Kansas Supreme Court Research Clinic
This clinic serves the dual goals of providing students with practical research experience and assisting the Kansas Supreme Court by providing needed research support. Students are assigned research projects from the Kansas Supreme Court and the Office of Judicial Administration as arranged by the instructors. Students employ a variety of methodologies to conduct thorough research and concisely convey their findings to the Kansas Supreme Court, culminating with a presentation to the court at the end of the semester.
May it please the court
Sam Butler, L’13
For a former Capitol Hill intern drawn to public policy, the Kansas Supreme Court Research Clinic started and ended with a bang. Early in the semester, Sam Butler and his classmates met the justices over a casual lunch. Then, after a few months of intensive research and writing, the students returned to the Kansas Supreme Courtroom to make oral presentations before the judges.

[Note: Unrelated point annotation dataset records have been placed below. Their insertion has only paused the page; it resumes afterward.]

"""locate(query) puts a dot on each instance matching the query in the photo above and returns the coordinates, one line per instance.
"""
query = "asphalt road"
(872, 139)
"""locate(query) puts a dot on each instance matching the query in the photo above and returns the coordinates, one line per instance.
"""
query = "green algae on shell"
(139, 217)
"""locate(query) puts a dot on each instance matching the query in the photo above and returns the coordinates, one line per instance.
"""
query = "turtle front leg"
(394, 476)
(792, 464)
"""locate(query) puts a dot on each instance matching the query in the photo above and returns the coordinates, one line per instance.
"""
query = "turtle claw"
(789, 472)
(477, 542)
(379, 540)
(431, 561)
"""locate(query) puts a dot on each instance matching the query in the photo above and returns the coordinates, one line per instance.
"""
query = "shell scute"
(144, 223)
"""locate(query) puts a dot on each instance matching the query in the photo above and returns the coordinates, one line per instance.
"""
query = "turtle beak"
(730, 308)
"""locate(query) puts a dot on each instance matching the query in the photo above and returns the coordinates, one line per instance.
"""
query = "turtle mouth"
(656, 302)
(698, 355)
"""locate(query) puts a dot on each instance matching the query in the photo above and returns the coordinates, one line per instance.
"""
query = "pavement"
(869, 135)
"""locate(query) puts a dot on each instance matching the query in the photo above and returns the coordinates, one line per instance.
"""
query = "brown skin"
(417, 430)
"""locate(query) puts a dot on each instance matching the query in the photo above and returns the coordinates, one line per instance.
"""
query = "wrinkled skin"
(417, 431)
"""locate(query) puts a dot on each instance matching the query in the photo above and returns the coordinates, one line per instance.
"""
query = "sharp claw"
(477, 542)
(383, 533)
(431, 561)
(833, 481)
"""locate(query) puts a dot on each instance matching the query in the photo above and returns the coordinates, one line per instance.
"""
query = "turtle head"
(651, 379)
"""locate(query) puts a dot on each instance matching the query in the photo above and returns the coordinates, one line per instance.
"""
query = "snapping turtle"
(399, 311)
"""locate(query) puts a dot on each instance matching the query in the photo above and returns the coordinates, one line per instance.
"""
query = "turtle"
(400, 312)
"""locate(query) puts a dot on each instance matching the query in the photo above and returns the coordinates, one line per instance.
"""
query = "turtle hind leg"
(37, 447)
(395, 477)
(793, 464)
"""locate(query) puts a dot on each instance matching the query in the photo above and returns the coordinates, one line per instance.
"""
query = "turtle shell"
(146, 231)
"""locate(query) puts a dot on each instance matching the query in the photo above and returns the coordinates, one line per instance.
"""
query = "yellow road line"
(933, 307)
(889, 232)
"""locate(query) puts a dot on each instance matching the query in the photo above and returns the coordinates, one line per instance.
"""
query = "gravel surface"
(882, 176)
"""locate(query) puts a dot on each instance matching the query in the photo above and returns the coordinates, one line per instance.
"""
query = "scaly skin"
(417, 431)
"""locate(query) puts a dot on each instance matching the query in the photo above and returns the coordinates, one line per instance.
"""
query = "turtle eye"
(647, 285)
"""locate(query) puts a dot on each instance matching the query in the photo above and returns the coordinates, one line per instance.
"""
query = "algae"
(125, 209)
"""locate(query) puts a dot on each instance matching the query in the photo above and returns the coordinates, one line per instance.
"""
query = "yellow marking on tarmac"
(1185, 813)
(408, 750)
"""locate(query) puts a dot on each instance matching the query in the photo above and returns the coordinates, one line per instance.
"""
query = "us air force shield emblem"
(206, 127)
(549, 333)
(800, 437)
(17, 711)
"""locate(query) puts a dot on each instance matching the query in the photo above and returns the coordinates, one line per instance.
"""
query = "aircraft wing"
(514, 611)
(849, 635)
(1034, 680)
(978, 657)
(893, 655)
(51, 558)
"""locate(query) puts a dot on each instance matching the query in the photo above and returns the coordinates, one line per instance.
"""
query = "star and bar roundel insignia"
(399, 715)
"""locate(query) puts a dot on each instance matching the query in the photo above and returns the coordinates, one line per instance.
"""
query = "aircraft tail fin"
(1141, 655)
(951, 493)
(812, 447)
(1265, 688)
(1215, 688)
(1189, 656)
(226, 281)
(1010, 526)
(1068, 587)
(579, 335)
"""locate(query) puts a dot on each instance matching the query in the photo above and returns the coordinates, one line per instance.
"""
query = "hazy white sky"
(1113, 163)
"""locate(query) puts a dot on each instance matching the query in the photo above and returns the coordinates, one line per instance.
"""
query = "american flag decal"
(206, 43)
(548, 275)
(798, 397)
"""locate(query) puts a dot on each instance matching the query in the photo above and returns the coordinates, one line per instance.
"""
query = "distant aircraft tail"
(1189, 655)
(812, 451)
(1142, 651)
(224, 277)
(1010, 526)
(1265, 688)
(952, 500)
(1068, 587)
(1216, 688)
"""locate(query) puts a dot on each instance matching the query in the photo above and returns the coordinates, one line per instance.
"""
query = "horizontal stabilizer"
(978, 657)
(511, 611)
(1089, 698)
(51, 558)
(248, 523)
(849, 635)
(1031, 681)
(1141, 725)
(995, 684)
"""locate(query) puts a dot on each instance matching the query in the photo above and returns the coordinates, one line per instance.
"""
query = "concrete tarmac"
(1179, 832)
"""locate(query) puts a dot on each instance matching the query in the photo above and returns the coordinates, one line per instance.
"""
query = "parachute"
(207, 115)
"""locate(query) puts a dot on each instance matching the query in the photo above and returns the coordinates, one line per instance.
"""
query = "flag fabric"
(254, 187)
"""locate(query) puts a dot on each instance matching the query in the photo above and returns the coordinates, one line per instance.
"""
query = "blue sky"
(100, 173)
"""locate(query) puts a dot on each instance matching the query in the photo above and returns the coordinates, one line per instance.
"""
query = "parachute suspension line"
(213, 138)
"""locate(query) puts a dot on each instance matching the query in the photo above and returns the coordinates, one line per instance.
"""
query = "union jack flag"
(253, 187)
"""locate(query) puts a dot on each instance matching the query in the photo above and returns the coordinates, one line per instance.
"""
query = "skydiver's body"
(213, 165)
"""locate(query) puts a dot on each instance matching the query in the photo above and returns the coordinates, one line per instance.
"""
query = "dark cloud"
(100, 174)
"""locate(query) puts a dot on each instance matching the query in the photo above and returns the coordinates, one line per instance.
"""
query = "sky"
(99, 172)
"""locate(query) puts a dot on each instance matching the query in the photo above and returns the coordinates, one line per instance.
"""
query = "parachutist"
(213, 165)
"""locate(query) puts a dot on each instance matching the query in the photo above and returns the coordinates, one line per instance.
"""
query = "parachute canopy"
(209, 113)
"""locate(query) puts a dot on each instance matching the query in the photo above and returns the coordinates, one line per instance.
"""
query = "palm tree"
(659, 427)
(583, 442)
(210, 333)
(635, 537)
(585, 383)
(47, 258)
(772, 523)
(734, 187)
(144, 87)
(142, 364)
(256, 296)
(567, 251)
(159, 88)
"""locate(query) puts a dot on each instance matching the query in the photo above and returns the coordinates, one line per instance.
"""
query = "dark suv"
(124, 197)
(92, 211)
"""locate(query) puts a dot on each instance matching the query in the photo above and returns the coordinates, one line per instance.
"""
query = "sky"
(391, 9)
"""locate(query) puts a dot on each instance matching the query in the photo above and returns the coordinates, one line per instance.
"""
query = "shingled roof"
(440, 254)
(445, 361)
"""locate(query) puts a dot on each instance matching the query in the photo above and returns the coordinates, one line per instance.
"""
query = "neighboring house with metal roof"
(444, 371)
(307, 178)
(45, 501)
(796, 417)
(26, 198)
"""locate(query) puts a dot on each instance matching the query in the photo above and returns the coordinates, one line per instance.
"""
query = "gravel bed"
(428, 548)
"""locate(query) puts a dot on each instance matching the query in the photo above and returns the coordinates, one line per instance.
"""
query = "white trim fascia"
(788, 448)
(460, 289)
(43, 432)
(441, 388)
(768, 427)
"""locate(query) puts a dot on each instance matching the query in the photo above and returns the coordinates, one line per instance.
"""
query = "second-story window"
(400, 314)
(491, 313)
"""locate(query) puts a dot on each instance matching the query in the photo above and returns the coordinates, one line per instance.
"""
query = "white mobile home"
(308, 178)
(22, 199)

“It was a unique opportunity to practice being an oral advocate in a high-stakes situation,” said Butler, L’13.
In between those thrilling bookends, Butler’s research focused on how videoconferencing technology could be incorporated into Kansas courts to effectuate the more efficient administration of justice. He carefully examined empirical studies, policy and procedure in other states, constitutional law, and nuanced issues such as whether seeing someone on a video screen is the same as seeing them in person. Butler ended up producing a 55-page paper and acquiring invaluable research skills. He also helped the highest court in Kansas gather crucial information for developing future policy.
“These weren’t papers that students just submitted to the Supreme Court,” Butler said. “These were topics that the court requested the students work on, so obviously they were interested.”